No ano passado, as tarifas sobre as importações chinesas atingiram 145%, mas após uma reversão das tarifas, os dois países chegaram a uma espécie de trégua e assinaram um acordo de um ano protocolo Suspensão de muitas sanções comerciais até ao final de 2026. O Supremo Tribunal derrubou algumas das tarifas de emergência do presidente em Fevereiro, mas algumas tarifas sobre as importações chinesas permanecem em vigor.
Taiwan
O presidente Trump disse aos repórteres na segunda-feira que esperava que Taiwan aparecesse nas conversas com Xi Jinping porque “isso sempre surge”.
“Acho que ele estaria mais disposto a atacar Taiwan do que eu”, disse o presidente dos EUA.
Trump disse na altura que Taiwan não foi mencionado quando ele e Xi se encontraram pela última vez à margem da cimeira da Cooperação Económica Ásia-Pacífico (APEC) na Coreia do Sul, surpreendendo os membros da comunidade de política externa. Esta foi a última vez que os líderes dos dois países se encontraram pessoalmente.
Levine disse que Pequim espera persuadir o presidente a ver a questão de Taiwan através de uma lente mais consistente com a visão de Pequim – de que Taiwan pertence por direito a Pequim.
Embora o secretário de Estado Marco Rubio e alguns outros republicanos possam estar convencidos do apoio contínuo a Taiwan, “acho que Pequim vê aqui uma oportunidade porque o presidente Trump expressou uma certa ambivalência na sua retórica”, disse Levin.
Na segunda-feira, um repórter perguntou ao presidente no Salão Oval se os Estados Unidos ainda venderiam armas a Taiwan.

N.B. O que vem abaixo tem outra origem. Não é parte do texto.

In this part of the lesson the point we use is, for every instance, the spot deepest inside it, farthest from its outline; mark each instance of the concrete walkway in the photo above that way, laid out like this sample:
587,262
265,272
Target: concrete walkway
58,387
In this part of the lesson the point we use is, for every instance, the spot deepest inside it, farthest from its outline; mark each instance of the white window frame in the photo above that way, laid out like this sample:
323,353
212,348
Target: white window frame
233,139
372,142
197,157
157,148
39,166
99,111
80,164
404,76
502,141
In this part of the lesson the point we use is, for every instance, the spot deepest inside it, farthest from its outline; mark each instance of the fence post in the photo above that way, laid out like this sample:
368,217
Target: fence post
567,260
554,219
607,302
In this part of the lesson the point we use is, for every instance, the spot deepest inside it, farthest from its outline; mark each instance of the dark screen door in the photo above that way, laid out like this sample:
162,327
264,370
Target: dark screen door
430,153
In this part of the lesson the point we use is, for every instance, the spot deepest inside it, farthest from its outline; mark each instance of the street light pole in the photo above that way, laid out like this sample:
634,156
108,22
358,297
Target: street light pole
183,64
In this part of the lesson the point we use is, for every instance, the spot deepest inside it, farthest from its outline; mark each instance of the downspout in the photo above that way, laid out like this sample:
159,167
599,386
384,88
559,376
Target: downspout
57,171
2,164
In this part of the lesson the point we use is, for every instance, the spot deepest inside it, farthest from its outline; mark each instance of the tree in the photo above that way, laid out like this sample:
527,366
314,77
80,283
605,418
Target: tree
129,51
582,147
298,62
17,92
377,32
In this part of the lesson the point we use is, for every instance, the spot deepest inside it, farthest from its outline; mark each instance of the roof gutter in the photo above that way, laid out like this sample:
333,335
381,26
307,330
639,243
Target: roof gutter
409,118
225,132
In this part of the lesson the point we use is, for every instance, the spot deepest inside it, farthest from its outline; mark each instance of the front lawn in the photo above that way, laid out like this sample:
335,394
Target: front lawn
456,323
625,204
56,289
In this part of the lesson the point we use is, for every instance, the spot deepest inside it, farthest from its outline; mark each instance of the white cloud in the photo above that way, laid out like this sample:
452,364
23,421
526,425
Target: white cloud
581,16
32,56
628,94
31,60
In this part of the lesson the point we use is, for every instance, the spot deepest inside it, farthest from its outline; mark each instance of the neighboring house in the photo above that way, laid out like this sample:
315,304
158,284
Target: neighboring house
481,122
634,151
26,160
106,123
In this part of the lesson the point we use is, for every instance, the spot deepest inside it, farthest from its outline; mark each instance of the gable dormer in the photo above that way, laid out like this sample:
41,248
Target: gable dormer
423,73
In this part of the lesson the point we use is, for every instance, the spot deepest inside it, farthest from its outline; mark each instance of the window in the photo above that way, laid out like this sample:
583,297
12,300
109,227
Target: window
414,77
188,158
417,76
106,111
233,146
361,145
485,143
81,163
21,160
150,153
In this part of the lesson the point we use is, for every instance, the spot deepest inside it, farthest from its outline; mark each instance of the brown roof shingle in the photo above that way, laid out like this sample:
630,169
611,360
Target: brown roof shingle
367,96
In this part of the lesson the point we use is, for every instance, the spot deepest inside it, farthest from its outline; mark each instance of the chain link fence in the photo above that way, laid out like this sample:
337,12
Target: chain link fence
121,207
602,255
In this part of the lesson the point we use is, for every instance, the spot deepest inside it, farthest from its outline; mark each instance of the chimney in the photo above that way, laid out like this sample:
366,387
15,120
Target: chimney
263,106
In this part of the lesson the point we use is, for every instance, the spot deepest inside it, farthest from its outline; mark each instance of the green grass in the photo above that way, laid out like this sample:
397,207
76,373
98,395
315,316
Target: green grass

“Vou discutir isso com o presidente Xi”, disse ele. “O presidente Xi espera que não façamos isso.”
Liu disse que a China não quer fazer quaisquer concessões a países estrangeiros na questão de Taiwan.
“A lógica central deles é que Taiwan é um assunto interno da China”, disse ela.
Levin disse que os americanos deveriam se preocupar com Taiwan por uma série de razões.
“Taiwan é o eixo da economia global moderna”, disse Levin. “Sem Taiwan, não haveria revolução da inteligência artificial. Eles desempenham um papel insubstituível na cadeia de valor global e apoiam a nossa ligação com a vida moderna.”
Taiwan possui capacidades críticas em semicondutores. A maior parte da tecnologia mundial de semicondutores vem de Taiwan.
Levin disse que os americanos também deveriam se preocupar com o que acontece em Taiwan por razões democráticas. Ela disse que esta não é apenas uma questão de Taiwan – a forma como os EUA lidam com a situação dirá muito sobre o seu compromisso com os seus aliados na Ásia e na Europa.
“Taiwan é uma democracia próspera que compartilha valores com os Estados Unidos”, disse Levin. “Isto pode não repercutir pessoalmente no Presidente Trump, mas penso que, de uma perspectiva mais ampla, a questão de saber se os Estados Unidos são capazes e estão dispostos a manter a paz e a estabilidade através do Estreito de Taiwan é vista como um teste ao poder de permanência mais amplo da América na região Indo-Pacífico e no mundo”.